Namun Turah yang sebegitu nrimo, yang sudah “dinaikpangkatkan” menjadi pengawas kampung dan dinaikkan upahnya oleh Darso, akhirnya tak tahan juga. Di akhir cerita, setelah menyaksikan sendiri bagaimana Jadag menjadi korban dari kekuasaan dan permainan politik, Turah bergegas mengajak istrinya untuk berkemas dan meninggalkan kampung. Entah apa yang mendorong Turah. Entah nuraninya sendiri atau celurit yang mengalung saat ia ketahuan menjadi saksi pembunuhan Jadag. [AKHIR BOCORAN]
Sutradara Wicaksono Wisnu Legowo tak merasa perlu meromantisasi kemiskinan. Melihat Jadag, penonton bisa dengan mudah berkomentar, “Pantas saja miskin. Nggak mau kerja, cuma judi dan mabuk melulu.” Meski latar suara kerap diisi dengan azan dan lantunan orang mengaji, tak satu pun warga terlihat beribadah. Dan penonton, lagi-lagi bisa dengan mudah berpendapat, “Pantas hidup mereka susah. Ibadah saja nggak mau.”
Namun, inilah realitas yang sengaja ditampilkan Wicaksono. Kemiskinan sedemikian kejam tanpa ampun, kondisi yang bahkan Tuhan pun seakan enggan mengubahnya. Kemiskinan tak selalu melahirkan Keluarga Cemara. Pun menjadi Keluarga Cemara tak serta merta bisa menanggulangi kemiskinan. Meski ya, boleh-boleh saja kalau ternyata Keluarga Cemara itu benar ada.

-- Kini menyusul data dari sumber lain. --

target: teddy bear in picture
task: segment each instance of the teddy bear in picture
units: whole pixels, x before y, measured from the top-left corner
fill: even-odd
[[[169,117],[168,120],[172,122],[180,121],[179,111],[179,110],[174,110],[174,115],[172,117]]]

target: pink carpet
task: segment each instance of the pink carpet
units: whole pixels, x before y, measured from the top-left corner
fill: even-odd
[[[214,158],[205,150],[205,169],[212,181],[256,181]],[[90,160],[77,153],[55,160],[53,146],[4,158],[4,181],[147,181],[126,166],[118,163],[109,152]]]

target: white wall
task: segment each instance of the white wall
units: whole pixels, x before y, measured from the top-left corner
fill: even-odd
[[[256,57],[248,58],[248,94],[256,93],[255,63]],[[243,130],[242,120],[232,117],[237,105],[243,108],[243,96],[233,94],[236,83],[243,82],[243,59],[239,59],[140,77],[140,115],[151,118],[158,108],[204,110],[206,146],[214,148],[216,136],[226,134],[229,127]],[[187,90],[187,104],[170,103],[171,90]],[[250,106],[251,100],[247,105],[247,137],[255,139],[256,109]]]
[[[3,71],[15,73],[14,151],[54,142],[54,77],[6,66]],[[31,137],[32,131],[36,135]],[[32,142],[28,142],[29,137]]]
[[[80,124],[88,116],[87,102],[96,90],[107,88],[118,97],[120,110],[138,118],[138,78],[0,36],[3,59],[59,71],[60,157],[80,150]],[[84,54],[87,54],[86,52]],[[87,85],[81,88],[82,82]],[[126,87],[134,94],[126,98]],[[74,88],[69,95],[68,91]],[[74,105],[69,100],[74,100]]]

Turah tak menawarkan solusi. Toh memang bukan itu tugasnya. Turah hanya menampar publik yang kian abai dengan gambaran bahwa kemiskinan bukan hanya getir, tapi juga rumit. Bahwa kemiskinan tak bisa dientaskan semata dengan pembagian sembako. Bahkan jargon “pengentasan kemiskinan” pun kini mulai hilang ditelan wacana penistaan agama dan perdebatan mengenai etnis mana yang paling berhak mendiami negara ini. Sehingga kemudian publik lupa, bahwa hal-hal itu terlalu mewah untuk dibicarakan oleh orang-orang seperti warga Kampung Tirang, yang bahkan tak mendapat akses terhadap hak-hak dasar untuk hidup layak; air, listrik, makanan, pekerjaan, pendidikan, dan kesehatan.